Horror and Sci-Fi films old and new, weirdo trash, arthouse, forgotten gems, well loved classics, and I'm watching the original Dr Who from the beginning.
Saturday, 2 November 2019
The Black Sleep (1956)
The Black Sleep is an intriguing and little seen low budget horror film, with a dream cast of genre veterans.
In Victorian England, a brilliant surgeon, Sir Joel Cadman (Basil Rathbone) is trying to find a way to revive his beloved wife from a coma caused by a brain tumor. But, his methods are a little unscrupulous, as Cadman employs a powerful anesthetic from India to induce a death like state in his test subjects. He uses it to snatch a fellow Doctor, Gordon Ramsey, from Death Row, where Ramsey is awaiting execution for a murder he denies carrying out. Cadman wants Ramsay's help, but as Ramsey soon discovers, not all Cadman's previous experiments have been so successful.
Rathbone is on fine form, making Cadman initially seem charming and even sympathetic, but slowly revealing him to be cruel and insane.

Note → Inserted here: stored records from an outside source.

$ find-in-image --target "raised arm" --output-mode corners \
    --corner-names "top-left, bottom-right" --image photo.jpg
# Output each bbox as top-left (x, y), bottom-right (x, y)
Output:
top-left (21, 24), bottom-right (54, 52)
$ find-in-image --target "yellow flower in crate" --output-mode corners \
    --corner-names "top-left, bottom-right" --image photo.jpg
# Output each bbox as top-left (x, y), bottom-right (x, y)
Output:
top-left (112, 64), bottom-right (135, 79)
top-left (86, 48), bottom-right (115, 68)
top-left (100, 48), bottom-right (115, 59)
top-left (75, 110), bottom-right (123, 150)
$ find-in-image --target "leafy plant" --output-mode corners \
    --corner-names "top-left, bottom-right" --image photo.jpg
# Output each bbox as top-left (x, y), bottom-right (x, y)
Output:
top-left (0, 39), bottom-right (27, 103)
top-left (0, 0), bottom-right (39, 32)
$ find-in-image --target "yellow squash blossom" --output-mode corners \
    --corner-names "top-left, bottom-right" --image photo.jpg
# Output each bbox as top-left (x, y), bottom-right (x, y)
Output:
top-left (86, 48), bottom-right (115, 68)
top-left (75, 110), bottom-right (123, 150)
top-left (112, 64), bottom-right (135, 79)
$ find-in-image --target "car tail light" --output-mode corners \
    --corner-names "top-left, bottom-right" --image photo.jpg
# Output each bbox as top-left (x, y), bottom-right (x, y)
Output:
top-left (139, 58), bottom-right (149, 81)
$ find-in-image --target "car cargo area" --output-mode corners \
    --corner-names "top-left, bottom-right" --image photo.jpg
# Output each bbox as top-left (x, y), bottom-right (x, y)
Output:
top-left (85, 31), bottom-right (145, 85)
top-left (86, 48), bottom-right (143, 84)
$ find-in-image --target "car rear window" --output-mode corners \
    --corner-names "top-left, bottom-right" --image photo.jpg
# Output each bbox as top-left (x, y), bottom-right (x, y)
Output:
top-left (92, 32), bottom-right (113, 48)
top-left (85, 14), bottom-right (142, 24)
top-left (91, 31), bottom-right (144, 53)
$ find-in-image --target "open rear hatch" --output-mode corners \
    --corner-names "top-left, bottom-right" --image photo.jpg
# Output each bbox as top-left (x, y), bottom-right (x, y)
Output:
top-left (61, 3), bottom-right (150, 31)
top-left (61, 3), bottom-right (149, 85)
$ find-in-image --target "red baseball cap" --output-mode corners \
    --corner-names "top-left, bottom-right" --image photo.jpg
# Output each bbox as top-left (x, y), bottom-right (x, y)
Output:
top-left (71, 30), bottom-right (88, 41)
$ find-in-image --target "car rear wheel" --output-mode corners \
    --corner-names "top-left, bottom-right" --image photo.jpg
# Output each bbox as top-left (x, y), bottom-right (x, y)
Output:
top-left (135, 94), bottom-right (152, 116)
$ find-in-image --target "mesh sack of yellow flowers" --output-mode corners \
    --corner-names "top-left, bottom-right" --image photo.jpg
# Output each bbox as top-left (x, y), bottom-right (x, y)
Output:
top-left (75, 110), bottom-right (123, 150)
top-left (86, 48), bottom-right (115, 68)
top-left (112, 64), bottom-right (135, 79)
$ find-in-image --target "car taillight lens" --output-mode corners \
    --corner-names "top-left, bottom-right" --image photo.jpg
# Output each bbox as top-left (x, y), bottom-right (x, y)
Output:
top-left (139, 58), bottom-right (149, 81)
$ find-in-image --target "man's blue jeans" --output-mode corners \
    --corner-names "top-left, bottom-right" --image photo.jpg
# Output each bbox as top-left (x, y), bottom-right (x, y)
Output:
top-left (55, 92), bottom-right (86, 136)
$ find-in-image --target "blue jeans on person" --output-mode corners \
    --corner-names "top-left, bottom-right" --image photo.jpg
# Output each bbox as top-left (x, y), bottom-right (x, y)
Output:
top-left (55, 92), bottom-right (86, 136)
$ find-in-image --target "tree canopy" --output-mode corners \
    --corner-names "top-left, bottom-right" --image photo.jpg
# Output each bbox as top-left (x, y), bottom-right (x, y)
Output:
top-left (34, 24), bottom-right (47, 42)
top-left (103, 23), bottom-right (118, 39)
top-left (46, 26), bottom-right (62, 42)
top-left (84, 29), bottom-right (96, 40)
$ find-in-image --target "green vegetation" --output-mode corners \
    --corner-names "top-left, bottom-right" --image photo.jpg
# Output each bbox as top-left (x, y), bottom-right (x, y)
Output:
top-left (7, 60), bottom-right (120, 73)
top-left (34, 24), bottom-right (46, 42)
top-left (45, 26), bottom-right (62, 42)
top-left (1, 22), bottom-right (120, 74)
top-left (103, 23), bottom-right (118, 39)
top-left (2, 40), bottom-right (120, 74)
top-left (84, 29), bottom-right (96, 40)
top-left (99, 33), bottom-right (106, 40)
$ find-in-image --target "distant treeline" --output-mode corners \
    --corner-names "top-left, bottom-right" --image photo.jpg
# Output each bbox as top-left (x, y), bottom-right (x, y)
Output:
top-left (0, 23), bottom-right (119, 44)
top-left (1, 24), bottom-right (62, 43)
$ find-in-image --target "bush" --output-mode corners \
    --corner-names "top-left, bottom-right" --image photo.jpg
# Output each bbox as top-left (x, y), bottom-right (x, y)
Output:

His co-stars are not always as lucky. Lon Chaney Jr hams it up as Mungo, a former scientific genius who has been turned into a crazed madman by the good doctor's experiments. But poor Bela Lugosi, in his final filmed role, is left without a word to say. The underwritten character of Cadman's butler feels like it was written to put Lugosi's name on the posters.
Tor Johnson, Lugosi's co-star in the Ed Wood films Plan 9 from Outer Space and Bride of the Monster, has some fun as the sort of lurking bulk of a monster he excelled at.
The highlight comes in the form of John Carradine, playing another of Cadman's victims. Carradine does not hold back, even by his usual standards, as the climax sees the inmates taking over the asylum.